Takbir yang sering terdengar kala pemilihan umum cenderung terlihat politis apabila diteriakkan pada saat kampanye atau kampanye diam-diam atau terselubung.
Kesalehan tidak dibuktikan seberapa sering dan keras meneriakkan nama Tuhan, dalam hati pun Tuhan tetap mendengarkan. Konon sufi yang ideal melakukan kebaikan tanpa dilandaskan keinginan masuk surga. Tak masuk surga pun tak apa, yang penting berbuat baik dan saling mengasihi. Karena manusia tak bisa menjamin surga, untuk dirinya sendiri saja tak bisa apalagi menjanjikan surga bagi orang lain.
Kita tidak mungkin menghapus pilar-pilar kebudayaan yang sudah dibangun berabad-abad, apalagi karena alasan politik.
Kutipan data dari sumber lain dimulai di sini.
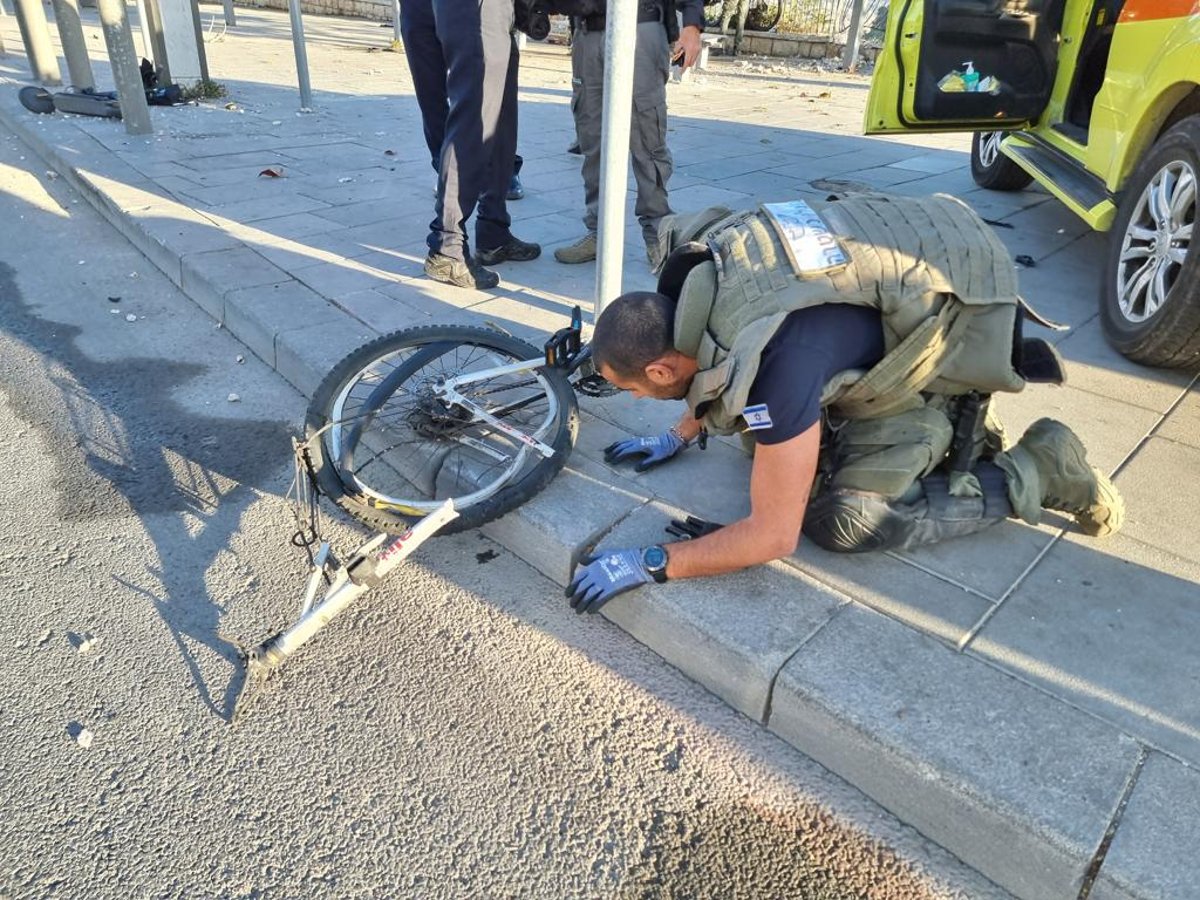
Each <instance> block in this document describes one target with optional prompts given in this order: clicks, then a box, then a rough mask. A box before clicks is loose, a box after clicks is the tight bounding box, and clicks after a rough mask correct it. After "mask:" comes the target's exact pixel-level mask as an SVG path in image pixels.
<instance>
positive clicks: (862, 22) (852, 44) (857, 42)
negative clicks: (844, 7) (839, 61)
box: [841, 0, 863, 72]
Biarkanlah orang-orang memilih jalan surgawinya masing-masing.
Persoalan apakah orang yang megikuti reuni 212 bertuhan sementara yang lain itu tidak bahkan tak beriman, lebih baik serahkan saja pada takdir Tuhan yang berkuasa menjaminkan surga kepada orang yang memegang sebotol beer di depanku, yang nafasnya bau alkohol di sampingku saat menyaksikan Santa Fest. Betapapun mabuknya mereka, mereka lebih saling menghargai dan menghormati meski saling senggol, membopong dengan sukarela dan bahagia orang yang tak dikenalnya untuk stage dive.
Mereka sadar, keberagaman bukan halangan untuk bersama bernyanyi. Saya pun yang meminjam korek untuk menyulut sebatang rokok tak ditanya, “apa agamamu? Jika sama, maka kupinjamkan,” tak ditanya pula, “kau dukung siapa tahun depan? jika sama maka kupinjamkan.”
Akhirnya saya bisa menikmati sebatang rokok dari orang yang meminjamkan koreknya tanpa ia tahu saya beragama apa dan mendukung siapa tahun depan? Dalam perjalanan pulang malam itu juga sempat terbayangkan bagaimana jika pemilu dilakukan saja dalam diam. Biarkan mereka menyasar pilihan yang ada, dia pasti akan tahu tujuan akhirnya. Seperti saya meski memutar lebih dari 10 km dibanding saat pergi, saya tetap sampai di Jalan Johar Baru.